Nach dem jüngsten Skandal um den illegalen Handel mit Bankdaten wollen Politiker aller Parteien den Datenschutz verbessern. Doch staatliche Maßnahmen wie die Vorratsdatenspeicherung und das geplante zentrale Melderegister werden nicht in Frage gestellt.
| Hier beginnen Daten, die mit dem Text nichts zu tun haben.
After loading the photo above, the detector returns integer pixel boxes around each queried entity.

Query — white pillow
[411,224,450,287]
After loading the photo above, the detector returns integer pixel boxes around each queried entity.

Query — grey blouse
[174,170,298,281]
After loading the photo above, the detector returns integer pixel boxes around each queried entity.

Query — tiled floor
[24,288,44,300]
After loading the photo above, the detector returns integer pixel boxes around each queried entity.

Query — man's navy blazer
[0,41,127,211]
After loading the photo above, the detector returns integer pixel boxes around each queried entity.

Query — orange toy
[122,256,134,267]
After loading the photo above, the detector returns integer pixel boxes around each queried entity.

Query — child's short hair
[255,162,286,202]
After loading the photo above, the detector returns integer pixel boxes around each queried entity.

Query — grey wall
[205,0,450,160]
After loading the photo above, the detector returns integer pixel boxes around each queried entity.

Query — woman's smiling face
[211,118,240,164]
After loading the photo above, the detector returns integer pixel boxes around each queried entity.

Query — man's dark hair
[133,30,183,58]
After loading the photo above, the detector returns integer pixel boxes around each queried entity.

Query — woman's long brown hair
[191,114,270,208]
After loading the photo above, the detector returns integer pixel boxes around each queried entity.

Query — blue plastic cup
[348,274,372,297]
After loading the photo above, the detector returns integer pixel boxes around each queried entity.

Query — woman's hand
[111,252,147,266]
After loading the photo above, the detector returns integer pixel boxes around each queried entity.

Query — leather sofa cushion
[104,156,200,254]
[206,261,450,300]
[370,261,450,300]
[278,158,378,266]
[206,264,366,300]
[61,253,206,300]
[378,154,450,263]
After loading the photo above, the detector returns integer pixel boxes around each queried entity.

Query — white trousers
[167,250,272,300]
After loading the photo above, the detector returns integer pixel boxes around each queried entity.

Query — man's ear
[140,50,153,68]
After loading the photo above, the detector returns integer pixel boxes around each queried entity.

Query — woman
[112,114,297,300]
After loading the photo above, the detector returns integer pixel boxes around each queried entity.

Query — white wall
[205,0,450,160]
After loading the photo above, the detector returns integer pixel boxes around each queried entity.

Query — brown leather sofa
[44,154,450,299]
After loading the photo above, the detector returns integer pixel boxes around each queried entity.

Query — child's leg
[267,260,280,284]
Deutschlands Datenschützer haben einen Helden: Detlef Tiegel heißt der ehemalige Mitarbeiter eines Callcenters, der die derzeitige Sorge um den Datenschutz ausgelöst hat. Seit er der Verbraucherzentrale Schleswig-Holstein 17 000 Datensätze zukommen ließ, die sein vormaliger Arbeitgeber »Hanseservice« offenbar illegal aus Beständen der Süddeutschen Klassenlotterie erworben haben soll, ist eine recht konkrete Vorstellung davon entstanden, wo die persönlichen Daten landen, die fast alle großen Unternehmen akribisch sammeln. Detlef Tiegel legte der Staatsanwaltschaft Informationen über weitere 1,5 Millionen Personen vor, deren Daten das Lübecker Callcenter gekauft haben soll.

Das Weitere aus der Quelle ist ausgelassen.